The business seemed to be floundering: One source found that online sales of Ivanka Trump products sold on Amazon, Macy’s, Bloomingdales, and Zappos fell nearly 55% over the last year. (…) The brand was the target of a massive boycott, spearheaded by Grab Your Wallet, a movement urging people to protest the Trump family’s ethical violations by refusing to shop with retailers selling their brands.

The article made me wonder if the same approach could affect Amazon, the 8 thousand pound gorilla of ecommerce

Wait a minute, didn’t Amazon just agree to pay minimum wages to all workers?

Today (Oct. 2), he announced that he will be raising the minimum wages for his e-commerce company’s US workers to $15 an hour, a move that will affect 250,000 full-time employees and 100,000 seasonal workers.

Yes, and while it looks like a big deal, it was more in the line of self-preservation.

Earning $15 an hour isn’t likely to impress Amazon’s Prime customers, who mostly earn far more (it takes 8 hours of very hard work to pay for Prime).

But just as fashion takes a huge toll from the environment and labor, the people who deliver your packages pay an exorbitantly high price for the privilege.

For Amazon, paying third-party companies to deliver packages is a cost-effective alternative to providing full employment. And the speed of two-day shipping is great for consumers. But delivering that many packages isn’t easy, and the job is riddled with problems, (…)  Others, including several labor experts, said they felt blame should be placed with Amazon, adding that the company was pressuring courier companies to deliver more, faster. They said Amazon was profiting off cheap labor that it doesn’t have to protect because it’s outsourcing the job to companies that it doesn’t adequately supervise.

Read the article and you’ll see conditions similar, maybe worse, to those that have led to protests, boycotts and change when they’ve happen on production lines overseas.

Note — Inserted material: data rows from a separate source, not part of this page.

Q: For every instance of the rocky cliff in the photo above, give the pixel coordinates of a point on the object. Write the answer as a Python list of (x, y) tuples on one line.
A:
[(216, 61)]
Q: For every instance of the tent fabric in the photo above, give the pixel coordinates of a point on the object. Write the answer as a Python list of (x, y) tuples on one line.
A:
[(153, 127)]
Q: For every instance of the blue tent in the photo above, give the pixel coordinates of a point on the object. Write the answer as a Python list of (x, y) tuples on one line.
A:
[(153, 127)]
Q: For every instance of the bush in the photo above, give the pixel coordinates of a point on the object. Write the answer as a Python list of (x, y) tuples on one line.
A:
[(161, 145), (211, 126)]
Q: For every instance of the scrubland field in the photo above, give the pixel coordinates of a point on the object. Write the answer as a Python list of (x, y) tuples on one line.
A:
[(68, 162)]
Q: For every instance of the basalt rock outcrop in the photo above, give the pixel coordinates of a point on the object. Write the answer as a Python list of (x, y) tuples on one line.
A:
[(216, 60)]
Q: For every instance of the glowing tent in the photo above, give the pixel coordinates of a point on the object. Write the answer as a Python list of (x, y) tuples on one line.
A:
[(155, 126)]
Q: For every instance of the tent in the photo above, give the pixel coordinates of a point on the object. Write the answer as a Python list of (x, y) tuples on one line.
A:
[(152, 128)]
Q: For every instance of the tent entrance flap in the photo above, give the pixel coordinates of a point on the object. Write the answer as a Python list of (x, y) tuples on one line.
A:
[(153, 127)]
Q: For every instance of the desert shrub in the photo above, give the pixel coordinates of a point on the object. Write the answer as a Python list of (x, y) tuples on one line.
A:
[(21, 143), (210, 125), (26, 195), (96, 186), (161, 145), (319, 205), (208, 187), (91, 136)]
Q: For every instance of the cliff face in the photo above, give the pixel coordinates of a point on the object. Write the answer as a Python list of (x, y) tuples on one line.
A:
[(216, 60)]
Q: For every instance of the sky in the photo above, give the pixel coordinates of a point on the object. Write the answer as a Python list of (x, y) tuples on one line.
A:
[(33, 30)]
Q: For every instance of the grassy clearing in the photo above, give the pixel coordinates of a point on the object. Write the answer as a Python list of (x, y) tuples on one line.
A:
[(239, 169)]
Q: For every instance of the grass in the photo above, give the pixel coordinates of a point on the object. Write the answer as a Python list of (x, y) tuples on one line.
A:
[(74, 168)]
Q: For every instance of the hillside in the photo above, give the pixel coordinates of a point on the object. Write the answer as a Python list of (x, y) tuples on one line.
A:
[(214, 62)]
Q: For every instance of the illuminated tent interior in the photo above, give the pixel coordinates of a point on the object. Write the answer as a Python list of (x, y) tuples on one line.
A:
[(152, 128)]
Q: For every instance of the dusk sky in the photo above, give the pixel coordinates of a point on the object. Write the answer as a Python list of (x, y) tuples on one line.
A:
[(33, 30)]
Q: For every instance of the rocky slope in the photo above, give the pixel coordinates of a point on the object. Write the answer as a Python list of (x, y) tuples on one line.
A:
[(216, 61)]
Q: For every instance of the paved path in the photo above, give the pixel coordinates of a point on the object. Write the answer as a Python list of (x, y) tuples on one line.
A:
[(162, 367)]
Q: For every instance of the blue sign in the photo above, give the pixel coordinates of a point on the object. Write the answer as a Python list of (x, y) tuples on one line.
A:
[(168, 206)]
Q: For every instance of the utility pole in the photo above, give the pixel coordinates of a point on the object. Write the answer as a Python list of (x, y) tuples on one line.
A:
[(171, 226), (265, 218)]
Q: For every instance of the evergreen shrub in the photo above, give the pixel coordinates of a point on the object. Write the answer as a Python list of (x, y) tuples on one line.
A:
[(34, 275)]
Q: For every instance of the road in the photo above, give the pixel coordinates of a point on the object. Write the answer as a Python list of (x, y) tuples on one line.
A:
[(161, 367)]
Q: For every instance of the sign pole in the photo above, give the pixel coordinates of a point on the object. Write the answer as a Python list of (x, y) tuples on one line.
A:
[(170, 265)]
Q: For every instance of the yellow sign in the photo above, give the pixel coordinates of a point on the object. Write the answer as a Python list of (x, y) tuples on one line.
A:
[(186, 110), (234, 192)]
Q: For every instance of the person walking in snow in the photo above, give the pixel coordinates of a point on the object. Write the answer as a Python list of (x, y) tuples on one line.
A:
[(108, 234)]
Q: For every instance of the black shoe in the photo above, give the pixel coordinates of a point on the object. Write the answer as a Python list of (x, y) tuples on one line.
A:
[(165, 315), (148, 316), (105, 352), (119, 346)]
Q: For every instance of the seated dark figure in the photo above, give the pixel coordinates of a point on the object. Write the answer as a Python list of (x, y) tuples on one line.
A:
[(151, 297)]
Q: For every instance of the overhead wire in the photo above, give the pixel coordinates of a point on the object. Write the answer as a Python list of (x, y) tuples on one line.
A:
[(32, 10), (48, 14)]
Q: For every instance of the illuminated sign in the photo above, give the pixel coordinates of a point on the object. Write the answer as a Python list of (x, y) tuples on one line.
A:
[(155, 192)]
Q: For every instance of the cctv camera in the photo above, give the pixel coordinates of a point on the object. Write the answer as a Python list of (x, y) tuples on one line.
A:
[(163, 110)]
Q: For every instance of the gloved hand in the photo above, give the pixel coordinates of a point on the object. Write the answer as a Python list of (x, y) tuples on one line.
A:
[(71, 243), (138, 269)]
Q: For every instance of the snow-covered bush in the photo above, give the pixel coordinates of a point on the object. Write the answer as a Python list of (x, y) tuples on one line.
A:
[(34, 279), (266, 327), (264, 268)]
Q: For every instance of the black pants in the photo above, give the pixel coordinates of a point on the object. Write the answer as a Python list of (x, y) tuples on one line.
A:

Amazon’s response is typical.

“We have worked with our partners, listened to their needs, and have implemented new programs to ensure small delivery businesses serving Amazon customers have the tools they need to deliver a great customer and employee experience.”

Nothing about driver experience.

The problem has nothing to do with Bezos’ wealth, he earned that, and everything to do with Amazon using it’s savvy, backed by it’s power, to change the game.

So how do you get the attention of an 8 thousand pound gorilla?

The same way consumers moved the fashion industry — money.

Think of the effect if just 20% (or more) of the 100 million paying Prime members bought just two items a month from a different merchant.

There’s no question that would get Amazon’s attention.